Although 57 percent of the U.S. public now believes that sending troops to Iraq was a mistake, the military budget request that President George W. Bush submitted to Congress is the largest since World War II and little money is earmarked for domestic security.
The budget requests 623 billion dollars for military spending for fiscal year 2008, which begins Oct. 1. Defense Department officials say budgets in future years might reflect considerable increases of that figure, based on the rationale that military spending currently represents only a small percentage of national gross domestic product (GDP).
"It seems odd that we’re even talking about the size of the private economy (which GDP partly reflects) since the private economy isn’t funding the military. We should be looking at the amount of public dollars available for investment," Miriam Pemberton, research fellow at Foreign Policy in Focus (FPIF, a joint project of the center-left thinktanks Institute for Policy Studies and International Relations Center), told IPS. Military spending "is now over 50 percent of the discretionary budget," she said.
This budget, submitted in February, reflects the Bush doctrine’s policies of broad unilateral military action, which, according to a report released Thursday by FPIF, "prescribes an expansive, global role for the military, one that even current levels of spending don’t come to close to covering."
The FPIF’s "Report of the Task Force on a Unified Security Budget for the United States" for fiscal year 2008 points to the Bush doctrine of building military size and spending because "we can," but that doesn’t ask the question of if "we should."
The report’s task force included former Assistant Secretary of Defense Lawrence J. Korb, retired Lt. Gen. Robert G. Gard Jr. and William Johnstone, who served as a professional staff member on the 9/11 Commission that investigated the Sep. 11, 2001 terrorist attacks on the U.S.
The 2008 budget appears to ignore both the recommendations of the Iraq Study Group report, which promoted a shift from a foreign policy strategy of military force to diplomacy, and the latest polls which show that the U.S. public believes the current unilateral foreign policy is eroding U.S. standing around the world and made the country more susceptible to terrorist attacks.
FPIF advocates a unified security budget (USB) which would pull together all the U.S. security tools including military forces, homeland security and preventative nonmilitary international engagement. This would make it easier for Congress to evaluate overall security spending and make the best allocation of resources.
The report voices concern with several security tradeoffs proposed within the 2008 budget.
For example, the F-22 fighter jet program the strategic necessity of which has been seriously questioned is receiving a funding increase of over 600 million dollars in the 2008 budget.
That 600 million dollars could triple the amount the U.S. plans to spend on canceling debts of poor countries, or could increase by 50 percent U.S. contributions to international peacekeeping operations. Or it could more than triple the amount budgeted in 2007 for domestic rail and transit security programs.
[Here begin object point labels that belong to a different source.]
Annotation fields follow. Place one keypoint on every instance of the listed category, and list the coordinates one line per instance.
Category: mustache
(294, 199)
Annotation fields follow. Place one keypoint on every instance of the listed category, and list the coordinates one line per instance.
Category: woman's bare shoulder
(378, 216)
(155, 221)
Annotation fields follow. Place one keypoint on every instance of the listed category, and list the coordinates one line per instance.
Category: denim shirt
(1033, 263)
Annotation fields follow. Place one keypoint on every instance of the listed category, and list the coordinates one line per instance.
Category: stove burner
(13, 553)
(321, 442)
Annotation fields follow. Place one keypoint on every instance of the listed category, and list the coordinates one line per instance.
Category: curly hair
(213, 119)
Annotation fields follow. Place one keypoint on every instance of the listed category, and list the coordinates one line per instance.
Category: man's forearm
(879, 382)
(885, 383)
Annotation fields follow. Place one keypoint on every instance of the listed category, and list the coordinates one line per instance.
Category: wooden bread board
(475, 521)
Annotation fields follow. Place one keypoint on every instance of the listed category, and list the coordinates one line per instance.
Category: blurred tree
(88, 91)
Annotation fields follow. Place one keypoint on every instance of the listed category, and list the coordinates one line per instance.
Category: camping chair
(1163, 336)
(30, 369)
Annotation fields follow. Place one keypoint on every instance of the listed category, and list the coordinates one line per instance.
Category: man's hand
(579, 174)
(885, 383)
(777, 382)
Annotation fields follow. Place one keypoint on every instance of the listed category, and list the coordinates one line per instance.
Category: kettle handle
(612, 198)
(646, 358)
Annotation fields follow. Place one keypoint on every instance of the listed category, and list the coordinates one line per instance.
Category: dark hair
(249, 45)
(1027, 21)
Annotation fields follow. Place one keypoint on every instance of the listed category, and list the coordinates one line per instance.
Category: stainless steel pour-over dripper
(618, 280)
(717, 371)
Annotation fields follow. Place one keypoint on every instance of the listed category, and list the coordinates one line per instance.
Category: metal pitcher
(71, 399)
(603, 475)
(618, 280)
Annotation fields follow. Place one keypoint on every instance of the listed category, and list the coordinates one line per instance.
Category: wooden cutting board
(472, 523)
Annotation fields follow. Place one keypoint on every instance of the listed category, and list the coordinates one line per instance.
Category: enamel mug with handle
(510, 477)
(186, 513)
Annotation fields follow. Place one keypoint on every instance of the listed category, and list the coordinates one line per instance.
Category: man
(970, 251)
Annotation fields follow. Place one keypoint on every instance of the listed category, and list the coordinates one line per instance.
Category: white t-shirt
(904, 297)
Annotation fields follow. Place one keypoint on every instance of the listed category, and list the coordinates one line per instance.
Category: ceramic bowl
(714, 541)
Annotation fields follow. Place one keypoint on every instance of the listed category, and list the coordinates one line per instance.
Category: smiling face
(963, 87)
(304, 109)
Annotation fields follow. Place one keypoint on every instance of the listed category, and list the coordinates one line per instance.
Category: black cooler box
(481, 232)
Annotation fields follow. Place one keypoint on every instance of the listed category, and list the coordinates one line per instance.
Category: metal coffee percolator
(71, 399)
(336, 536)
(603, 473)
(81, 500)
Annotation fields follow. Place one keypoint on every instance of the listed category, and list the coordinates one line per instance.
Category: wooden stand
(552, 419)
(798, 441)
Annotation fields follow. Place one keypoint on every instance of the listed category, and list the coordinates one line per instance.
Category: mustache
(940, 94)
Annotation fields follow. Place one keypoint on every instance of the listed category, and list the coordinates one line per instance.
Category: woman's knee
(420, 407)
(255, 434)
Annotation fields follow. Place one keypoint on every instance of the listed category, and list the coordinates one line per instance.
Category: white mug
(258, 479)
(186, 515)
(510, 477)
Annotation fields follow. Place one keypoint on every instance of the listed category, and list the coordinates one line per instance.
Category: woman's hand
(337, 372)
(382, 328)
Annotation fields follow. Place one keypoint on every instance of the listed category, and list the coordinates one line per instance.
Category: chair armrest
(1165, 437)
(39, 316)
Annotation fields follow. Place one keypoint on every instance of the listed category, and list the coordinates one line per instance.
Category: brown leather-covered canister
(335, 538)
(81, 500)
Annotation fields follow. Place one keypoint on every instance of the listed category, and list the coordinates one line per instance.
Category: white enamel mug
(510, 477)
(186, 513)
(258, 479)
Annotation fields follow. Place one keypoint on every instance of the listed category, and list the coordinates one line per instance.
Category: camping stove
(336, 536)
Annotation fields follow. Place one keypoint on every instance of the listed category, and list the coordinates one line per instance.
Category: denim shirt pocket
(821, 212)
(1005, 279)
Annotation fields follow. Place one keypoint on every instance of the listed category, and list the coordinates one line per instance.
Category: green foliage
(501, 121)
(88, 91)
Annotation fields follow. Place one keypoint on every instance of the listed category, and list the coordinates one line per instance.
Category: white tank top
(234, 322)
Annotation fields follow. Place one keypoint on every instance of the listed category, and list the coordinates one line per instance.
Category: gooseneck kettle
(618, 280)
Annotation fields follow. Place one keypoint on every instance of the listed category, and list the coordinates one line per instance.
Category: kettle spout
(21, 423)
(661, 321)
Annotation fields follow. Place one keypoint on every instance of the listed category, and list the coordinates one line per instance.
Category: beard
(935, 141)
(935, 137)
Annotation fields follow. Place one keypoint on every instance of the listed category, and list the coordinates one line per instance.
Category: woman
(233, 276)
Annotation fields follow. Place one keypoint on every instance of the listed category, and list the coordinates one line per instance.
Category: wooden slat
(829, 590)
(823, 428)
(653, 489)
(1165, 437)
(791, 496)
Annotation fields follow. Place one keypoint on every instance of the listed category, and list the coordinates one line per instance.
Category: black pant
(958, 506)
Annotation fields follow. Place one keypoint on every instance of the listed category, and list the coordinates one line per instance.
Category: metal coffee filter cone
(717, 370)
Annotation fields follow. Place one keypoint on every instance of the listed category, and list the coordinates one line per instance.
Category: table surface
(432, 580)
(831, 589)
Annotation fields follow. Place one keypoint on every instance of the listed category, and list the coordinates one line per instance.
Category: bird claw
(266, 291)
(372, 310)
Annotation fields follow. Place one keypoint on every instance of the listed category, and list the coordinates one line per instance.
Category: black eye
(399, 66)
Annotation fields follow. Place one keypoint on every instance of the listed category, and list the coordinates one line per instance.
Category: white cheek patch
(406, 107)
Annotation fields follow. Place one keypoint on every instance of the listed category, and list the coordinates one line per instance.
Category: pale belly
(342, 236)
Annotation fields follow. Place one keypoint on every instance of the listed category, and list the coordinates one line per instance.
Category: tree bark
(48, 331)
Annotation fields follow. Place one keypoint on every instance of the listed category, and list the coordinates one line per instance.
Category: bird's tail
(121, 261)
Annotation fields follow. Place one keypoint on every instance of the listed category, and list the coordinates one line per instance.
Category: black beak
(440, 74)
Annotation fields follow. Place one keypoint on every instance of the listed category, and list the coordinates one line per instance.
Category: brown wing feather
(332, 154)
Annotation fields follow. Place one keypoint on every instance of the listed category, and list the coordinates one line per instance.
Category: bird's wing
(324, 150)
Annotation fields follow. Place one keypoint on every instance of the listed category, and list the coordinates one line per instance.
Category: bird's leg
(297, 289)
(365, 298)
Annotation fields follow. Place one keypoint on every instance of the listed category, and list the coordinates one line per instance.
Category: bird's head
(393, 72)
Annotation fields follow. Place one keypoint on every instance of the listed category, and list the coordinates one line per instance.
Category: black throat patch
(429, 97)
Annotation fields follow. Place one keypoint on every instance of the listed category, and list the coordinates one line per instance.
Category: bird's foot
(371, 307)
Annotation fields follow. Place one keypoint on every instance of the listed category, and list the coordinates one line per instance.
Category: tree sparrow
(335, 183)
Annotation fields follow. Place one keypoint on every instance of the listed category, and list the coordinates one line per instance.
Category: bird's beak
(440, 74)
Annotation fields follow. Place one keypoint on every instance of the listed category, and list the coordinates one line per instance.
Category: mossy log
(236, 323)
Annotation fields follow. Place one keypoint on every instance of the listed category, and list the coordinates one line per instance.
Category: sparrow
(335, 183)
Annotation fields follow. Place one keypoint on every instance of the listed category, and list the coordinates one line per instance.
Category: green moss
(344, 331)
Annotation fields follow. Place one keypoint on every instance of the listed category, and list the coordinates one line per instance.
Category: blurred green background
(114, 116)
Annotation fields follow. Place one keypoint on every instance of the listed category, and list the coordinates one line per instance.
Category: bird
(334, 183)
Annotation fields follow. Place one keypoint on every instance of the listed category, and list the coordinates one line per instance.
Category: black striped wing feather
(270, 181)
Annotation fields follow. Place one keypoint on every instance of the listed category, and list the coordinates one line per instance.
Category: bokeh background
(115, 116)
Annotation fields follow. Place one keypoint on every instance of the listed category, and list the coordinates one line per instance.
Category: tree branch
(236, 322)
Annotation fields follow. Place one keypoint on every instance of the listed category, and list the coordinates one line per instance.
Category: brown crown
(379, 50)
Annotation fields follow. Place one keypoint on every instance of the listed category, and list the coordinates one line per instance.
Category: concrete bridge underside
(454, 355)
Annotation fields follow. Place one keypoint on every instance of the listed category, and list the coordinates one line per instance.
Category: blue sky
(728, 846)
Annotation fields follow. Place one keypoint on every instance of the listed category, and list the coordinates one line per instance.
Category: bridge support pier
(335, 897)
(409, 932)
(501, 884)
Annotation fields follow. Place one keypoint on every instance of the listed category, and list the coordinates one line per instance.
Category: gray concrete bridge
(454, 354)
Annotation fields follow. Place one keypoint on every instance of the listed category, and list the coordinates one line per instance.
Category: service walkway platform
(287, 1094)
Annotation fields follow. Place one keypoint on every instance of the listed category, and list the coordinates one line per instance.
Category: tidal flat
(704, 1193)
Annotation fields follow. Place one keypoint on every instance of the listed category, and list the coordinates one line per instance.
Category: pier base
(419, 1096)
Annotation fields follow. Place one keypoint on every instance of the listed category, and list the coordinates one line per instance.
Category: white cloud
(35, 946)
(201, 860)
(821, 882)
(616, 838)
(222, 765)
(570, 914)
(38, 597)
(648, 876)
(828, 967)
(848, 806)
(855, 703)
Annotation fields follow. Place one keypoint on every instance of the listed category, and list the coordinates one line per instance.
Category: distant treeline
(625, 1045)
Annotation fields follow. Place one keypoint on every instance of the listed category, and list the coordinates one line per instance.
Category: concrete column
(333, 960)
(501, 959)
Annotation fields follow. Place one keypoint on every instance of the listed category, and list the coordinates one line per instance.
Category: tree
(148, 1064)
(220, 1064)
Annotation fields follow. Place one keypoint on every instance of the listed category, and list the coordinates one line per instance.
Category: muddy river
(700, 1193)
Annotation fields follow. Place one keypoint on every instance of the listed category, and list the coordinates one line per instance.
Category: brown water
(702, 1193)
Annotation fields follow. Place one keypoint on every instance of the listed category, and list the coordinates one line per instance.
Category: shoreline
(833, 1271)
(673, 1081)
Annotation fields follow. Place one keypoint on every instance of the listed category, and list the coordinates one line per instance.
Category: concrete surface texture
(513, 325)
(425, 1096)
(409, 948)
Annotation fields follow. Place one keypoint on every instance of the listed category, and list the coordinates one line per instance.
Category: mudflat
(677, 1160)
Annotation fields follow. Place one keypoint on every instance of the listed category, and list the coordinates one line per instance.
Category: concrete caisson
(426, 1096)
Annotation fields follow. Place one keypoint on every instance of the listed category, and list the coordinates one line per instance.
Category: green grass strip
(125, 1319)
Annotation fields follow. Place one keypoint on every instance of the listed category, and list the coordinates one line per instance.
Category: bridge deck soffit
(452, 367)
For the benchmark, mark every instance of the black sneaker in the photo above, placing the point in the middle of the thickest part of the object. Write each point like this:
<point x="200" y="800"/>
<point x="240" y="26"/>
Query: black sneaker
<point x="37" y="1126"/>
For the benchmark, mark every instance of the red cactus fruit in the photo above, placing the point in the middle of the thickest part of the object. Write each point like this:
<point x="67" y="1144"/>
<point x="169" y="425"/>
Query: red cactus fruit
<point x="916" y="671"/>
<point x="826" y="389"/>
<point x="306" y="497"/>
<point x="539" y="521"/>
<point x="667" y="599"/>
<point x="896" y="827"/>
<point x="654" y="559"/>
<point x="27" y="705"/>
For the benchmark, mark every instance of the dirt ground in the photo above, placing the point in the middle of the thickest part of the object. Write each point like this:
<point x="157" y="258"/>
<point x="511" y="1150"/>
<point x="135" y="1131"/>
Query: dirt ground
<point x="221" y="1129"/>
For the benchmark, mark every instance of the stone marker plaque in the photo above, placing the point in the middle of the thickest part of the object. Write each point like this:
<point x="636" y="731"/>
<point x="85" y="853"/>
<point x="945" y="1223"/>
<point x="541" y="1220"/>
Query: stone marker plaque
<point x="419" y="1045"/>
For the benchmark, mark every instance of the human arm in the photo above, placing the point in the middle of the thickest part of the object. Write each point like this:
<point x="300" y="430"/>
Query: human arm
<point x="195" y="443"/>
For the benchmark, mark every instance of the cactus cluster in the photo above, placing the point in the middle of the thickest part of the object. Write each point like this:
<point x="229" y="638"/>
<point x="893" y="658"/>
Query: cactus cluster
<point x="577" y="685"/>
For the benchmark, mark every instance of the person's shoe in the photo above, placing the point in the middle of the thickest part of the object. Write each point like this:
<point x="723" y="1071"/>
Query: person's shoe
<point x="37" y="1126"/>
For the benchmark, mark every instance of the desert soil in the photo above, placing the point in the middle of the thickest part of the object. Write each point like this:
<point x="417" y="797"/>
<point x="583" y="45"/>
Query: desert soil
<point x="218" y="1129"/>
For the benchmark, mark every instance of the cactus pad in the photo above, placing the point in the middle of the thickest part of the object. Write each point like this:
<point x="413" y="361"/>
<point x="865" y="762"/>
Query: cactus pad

FPIF also points to the 800-million-dollar budget for offensive space weapons, which some believe could lead to a new arms race. That sum could have doubled the originally requested budget for the State Department’s Office of Reconstruction and Stabilization a corps of civilian experts in post-conflict rebuilding envisioned for Iraq and other locations which has been publicly supported by the Pentagon.
Security tradeoffs in line with the Bush doctrine have consistently overlooked nonmilitary security and foreign policy expenses, says the FPIF’s report.
"(Vice President) Cheney and others have put together this whole plan that says the answer is to be the sole superpower and maintain such a level of military superiority that no other country will even think about challenging us. But then you get the question of how much is enough?" said Pemberton, principal author of the report.
The proposed 2008 national security budget allocates 90 percent of funds to military expenditures while preventive programs. receive four percent and the Department of Homeland Security receives six percent.
The task force advocates a 56-billion-dollar cut in offensive military spending and a 50-billion-dollar increase on deface and prevention, which would convert a militarized 9-to-1 security budget ratio to a balance of 5-to-1.
While military spending remains a high priority in the national security budget, the State Department has resorted to receiving private donations to subsidize its nonproliferation programs. such as the five million dollars of private money paid for the removal of highly enriched uranium from Serbia.
"It was embarrassing (but) we needed the money," said a State Department official quoted in the report.